Many of the terms in ICH Q10 imply trending of critical parameters and attributes. It is a given that this must be done. Q10 states: "An effective monitoring system provides assurance of the continued capability of processes and controls to produce a product of desired quality and to identify areas for continual improvement" (1).
Process capability is measured by comparing the variability of the product/process to the width of the specification range. This comparison can best be achieved using statistical tolerance intervals because they take into account the sample size where Cpk and Ppk do not. Per Q10, "Identify sources of variation affecting process performance and product quality for potential continual improvement activity to reduce or control variation" (1). Some Six Sigma programs have gotten a poor reputation in certain circles because of a single-minded focus on saving money as opposed to giving equal consideration to improving quality and reducing variation. It is the author's opinion that management needs to give equal attention and resources to both. As Q10 calls for, "Proposed changes should be evaluated by expert teams contributing the appropriate expertise and knowledge from relevant areas (e.g., Pharmaceutical Development, Manufacturing, Quality, Regulatory Affairs and Medical), to ensure the change is technically justified" (1). The company's statistics department or a statistician should be included in the team.
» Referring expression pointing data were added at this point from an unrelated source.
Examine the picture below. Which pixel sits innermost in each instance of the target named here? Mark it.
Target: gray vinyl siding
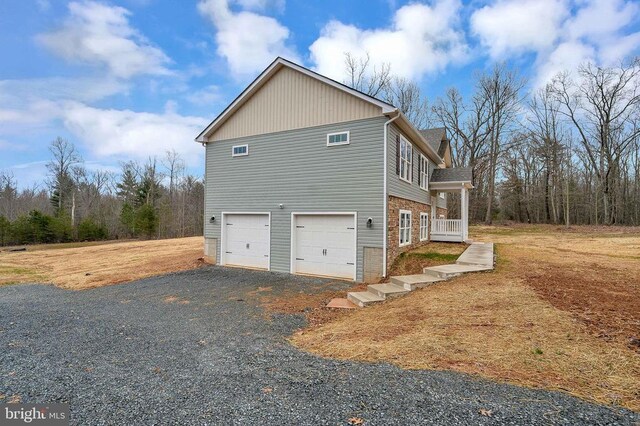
(396, 186)
(297, 169)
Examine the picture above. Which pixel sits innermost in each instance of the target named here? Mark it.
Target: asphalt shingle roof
(455, 174)
(437, 138)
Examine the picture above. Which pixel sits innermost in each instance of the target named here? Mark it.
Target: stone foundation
(393, 244)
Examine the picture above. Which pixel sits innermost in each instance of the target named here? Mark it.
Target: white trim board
(268, 73)
(222, 234)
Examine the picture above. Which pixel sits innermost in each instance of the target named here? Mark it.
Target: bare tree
(603, 107)
(372, 80)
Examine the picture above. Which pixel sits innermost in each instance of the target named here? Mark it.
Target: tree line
(567, 152)
(154, 199)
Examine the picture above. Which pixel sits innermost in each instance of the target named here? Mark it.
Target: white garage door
(246, 240)
(324, 245)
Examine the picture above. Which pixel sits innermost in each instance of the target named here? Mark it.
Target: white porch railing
(446, 230)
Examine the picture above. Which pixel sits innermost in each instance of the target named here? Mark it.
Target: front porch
(456, 180)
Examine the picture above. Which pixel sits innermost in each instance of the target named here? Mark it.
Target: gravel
(137, 353)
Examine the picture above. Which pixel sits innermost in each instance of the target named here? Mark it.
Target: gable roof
(270, 71)
(437, 138)
(386, 108)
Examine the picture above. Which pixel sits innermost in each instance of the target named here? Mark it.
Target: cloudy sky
(133, 78)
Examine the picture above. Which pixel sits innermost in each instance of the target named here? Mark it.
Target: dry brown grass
(98, 265)
(524, 323)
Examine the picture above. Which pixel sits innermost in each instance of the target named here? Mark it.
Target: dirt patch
(560, 312)
(100, 264)
(432, 254)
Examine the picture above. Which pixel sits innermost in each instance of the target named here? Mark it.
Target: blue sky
(133, 78)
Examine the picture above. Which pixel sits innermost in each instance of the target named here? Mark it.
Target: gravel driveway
(195, 348)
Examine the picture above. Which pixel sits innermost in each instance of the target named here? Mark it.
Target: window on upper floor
(240, 150)
(404, 228)
(340, 138)
(423, 173)
(405, 160)
(424, 226)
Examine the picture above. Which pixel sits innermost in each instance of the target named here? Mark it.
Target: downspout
(386, 197)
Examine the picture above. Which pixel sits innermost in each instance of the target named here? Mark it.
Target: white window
(424, 173)
(405, 227)
(406, 160)
(341, 138)
(240, 150)
(424, 226)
Many statements in ICH Q10 have important implications for the correct and consistent use of statistics in the day-to-day implementation of pharmaceutical quality systems. Addressing these harmonized recommendations proactively and in context can help to strengthen one's quality system and thereby reduce rejects and recalls.

References and notes
1. ICH, Q10 Pharmaceutical Quality System (2008).
2. ICH, Q8 Pharmaceutical Development (2009).
3. ICH, Q9 Quality Risk Management (2005).
4. L. Torbeck, Pharm. Technol. 35 (10) 46–47 (2011).
5. Note: Other definitions of Engineering Control exist in other industries.
6. Note: It is common practice to use only one to three of the eight Western Electric rules for a given control chart. It is counterproductive to use more than three rules at a time.